Our study has several limitations. First, the relation between Ang-2 and a positive fluid balance or pulmonary dysfunction was relatively modest (r = 0.25–0.30), suggesting that the positive fluid balance and pulmonary dysfunction are only partly due to increased Ang-2 levels. Indeed, it has been reported that Ang-2 sensitizes the endothelium to inflammatory stimuli rather than acting alone in the vascular system [37]. Second, it was not feasible to measure the pulmonary vascular permeability in a more direct manner with the pulmonary leak index method as we did in our previous study [12]. Instead, we studied the relation with fluid balance as surrogate indicator of vascular permeability. The data suggest that differences and changes in fluid balance were not confounded by differences and changes in renal function as can be judged, albeit imperfectly, from serum creatinine levels. Therefore, changes in the fluid balance are likely explained, at least in part, by changes in vascular permeability, even though not reflecting pulmonary vascular permeability directly. However, it is likely that the systemic and pulmonary vascular endothelium are simultaneously activated, since both are exposed to circulating inflammatory mediators. Furthermore, the fluid balance related to the P aO2/F iO2 ratio and the oxygenation index, and we confirmed that a positive fluid balance is related to a worse outcome in ALI and septic shock [26, 27], suggesting that a positive fluid balance includes pulmonary injury-induced oedema. Third, the plasma levels of Ang-2, VWF and Ang-1 and the difference in Ang-2 levels between survivors and non-survivors may have been underestimated due to fluid resuscitation and plasma dilution. This indicates that the difference in plasma levels of the measured proteins may be even greater and the relation with the fluid balance and pulmonary dysfunction even stronger. Fourth, in multivariate analysis, APACHE II score and Ang-2, but not fluid balance, P aO2/F iO2 ratio, oxygenation index, PEEP and Ang-1 at day 0 remained significantly predictive factors of ICU mortality. Nevertheless, the value of this analysis is limited in our relatively small group of 50 patients.

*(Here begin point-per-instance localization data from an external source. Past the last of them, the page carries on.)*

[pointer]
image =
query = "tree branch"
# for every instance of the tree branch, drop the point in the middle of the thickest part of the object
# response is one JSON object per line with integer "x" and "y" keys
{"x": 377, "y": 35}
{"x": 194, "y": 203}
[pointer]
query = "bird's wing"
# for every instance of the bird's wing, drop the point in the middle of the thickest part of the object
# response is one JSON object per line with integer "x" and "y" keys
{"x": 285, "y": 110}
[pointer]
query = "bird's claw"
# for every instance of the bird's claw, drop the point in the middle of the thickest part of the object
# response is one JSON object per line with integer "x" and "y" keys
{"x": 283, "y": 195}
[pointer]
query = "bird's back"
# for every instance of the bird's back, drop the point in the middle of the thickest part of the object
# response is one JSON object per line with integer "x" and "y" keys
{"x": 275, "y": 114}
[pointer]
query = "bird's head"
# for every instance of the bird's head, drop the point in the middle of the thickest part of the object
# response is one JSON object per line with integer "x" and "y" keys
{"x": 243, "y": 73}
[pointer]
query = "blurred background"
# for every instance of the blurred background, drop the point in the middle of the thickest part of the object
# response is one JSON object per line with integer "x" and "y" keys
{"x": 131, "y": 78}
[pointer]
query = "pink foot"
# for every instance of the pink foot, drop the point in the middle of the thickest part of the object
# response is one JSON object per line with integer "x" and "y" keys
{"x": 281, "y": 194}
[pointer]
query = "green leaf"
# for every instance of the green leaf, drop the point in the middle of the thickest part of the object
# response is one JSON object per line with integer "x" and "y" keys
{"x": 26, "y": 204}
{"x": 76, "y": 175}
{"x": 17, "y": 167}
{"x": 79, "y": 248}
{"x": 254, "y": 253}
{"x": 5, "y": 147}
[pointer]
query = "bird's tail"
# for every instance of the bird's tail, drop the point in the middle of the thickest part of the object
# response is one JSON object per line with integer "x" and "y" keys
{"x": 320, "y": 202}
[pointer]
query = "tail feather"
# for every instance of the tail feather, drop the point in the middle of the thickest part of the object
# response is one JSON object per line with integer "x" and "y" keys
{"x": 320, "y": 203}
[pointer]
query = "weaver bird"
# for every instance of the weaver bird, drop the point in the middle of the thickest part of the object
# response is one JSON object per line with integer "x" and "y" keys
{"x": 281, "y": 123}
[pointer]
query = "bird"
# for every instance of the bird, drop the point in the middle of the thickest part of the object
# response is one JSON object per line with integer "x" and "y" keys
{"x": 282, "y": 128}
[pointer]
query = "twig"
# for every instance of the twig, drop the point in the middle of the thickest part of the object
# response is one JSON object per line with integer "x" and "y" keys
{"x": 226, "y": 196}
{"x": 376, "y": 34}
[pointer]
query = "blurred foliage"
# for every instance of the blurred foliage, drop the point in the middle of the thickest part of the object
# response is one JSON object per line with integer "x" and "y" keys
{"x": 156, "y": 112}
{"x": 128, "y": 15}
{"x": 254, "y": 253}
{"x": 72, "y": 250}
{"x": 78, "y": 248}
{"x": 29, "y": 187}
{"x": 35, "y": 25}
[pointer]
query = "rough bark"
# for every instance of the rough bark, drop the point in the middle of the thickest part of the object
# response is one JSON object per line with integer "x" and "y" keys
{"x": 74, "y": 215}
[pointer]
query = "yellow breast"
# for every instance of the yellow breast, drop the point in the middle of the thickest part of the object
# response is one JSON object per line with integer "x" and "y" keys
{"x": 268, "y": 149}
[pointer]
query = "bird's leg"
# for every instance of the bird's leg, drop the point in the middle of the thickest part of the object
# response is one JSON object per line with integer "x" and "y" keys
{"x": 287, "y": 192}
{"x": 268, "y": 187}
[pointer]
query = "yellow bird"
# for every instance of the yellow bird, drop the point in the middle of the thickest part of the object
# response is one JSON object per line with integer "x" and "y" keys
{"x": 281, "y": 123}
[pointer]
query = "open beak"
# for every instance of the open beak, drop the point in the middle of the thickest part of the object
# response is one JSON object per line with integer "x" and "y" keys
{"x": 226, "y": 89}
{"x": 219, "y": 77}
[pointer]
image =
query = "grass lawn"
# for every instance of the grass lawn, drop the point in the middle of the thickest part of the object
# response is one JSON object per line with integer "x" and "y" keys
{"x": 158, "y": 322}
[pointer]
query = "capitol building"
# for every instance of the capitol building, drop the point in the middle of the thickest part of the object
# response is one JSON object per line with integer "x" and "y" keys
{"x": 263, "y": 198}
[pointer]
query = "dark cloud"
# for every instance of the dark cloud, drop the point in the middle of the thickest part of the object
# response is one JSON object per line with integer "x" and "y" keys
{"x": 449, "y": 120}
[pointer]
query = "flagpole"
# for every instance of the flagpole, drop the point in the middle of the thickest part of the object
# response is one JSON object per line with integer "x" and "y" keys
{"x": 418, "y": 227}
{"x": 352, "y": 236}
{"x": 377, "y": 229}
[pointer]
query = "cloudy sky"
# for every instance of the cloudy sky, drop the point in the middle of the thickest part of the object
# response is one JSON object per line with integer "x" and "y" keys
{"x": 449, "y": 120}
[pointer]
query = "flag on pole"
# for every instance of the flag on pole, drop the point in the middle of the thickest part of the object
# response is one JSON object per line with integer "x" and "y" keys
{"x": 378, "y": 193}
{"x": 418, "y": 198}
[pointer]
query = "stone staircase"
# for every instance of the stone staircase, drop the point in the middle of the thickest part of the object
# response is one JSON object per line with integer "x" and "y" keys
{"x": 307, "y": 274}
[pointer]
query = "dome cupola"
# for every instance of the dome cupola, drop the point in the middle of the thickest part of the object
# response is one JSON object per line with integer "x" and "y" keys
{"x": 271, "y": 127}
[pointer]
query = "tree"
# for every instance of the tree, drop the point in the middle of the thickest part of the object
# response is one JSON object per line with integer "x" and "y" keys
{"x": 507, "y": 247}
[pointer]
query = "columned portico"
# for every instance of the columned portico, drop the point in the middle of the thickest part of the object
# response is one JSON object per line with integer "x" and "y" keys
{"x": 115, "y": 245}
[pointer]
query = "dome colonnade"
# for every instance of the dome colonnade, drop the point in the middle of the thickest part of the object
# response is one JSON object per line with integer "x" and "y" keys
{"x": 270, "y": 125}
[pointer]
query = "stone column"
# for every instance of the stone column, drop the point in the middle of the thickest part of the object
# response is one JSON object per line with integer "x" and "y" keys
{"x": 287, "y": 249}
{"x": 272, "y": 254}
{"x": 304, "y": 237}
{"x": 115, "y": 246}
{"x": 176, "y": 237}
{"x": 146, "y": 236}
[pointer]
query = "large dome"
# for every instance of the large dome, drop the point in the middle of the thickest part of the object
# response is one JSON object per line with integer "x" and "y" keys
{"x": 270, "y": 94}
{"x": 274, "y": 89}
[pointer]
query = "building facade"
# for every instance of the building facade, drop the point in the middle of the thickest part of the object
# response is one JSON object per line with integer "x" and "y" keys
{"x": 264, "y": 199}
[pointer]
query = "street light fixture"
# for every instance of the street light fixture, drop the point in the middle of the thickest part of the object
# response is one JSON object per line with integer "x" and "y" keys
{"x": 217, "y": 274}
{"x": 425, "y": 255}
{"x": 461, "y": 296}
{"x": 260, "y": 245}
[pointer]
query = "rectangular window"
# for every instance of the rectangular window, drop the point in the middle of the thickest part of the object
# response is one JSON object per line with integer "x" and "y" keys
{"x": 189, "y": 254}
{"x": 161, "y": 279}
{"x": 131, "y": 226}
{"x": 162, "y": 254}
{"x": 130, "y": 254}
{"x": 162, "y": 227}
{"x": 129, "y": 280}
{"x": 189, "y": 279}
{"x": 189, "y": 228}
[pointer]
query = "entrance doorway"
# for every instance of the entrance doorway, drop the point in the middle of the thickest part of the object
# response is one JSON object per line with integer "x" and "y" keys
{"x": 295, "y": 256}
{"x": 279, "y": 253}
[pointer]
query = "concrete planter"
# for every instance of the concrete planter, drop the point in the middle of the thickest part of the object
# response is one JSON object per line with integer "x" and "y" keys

In conclusion, in contrast to VWF levels, increased Ang-2 levels relate to a positive fluid balance and pulmonary dysfunction throughout the course of septic shock. While VWF levels only predict ICU mortality early in the course of septic shock, Ang-2 levels do so throughout the course. Pharmacological blockade of Ang-2 during the course of septic shock might reduce the degree of vascular permeability and pulmonary dysfunction and should be pursued in future studies for outcome benefits.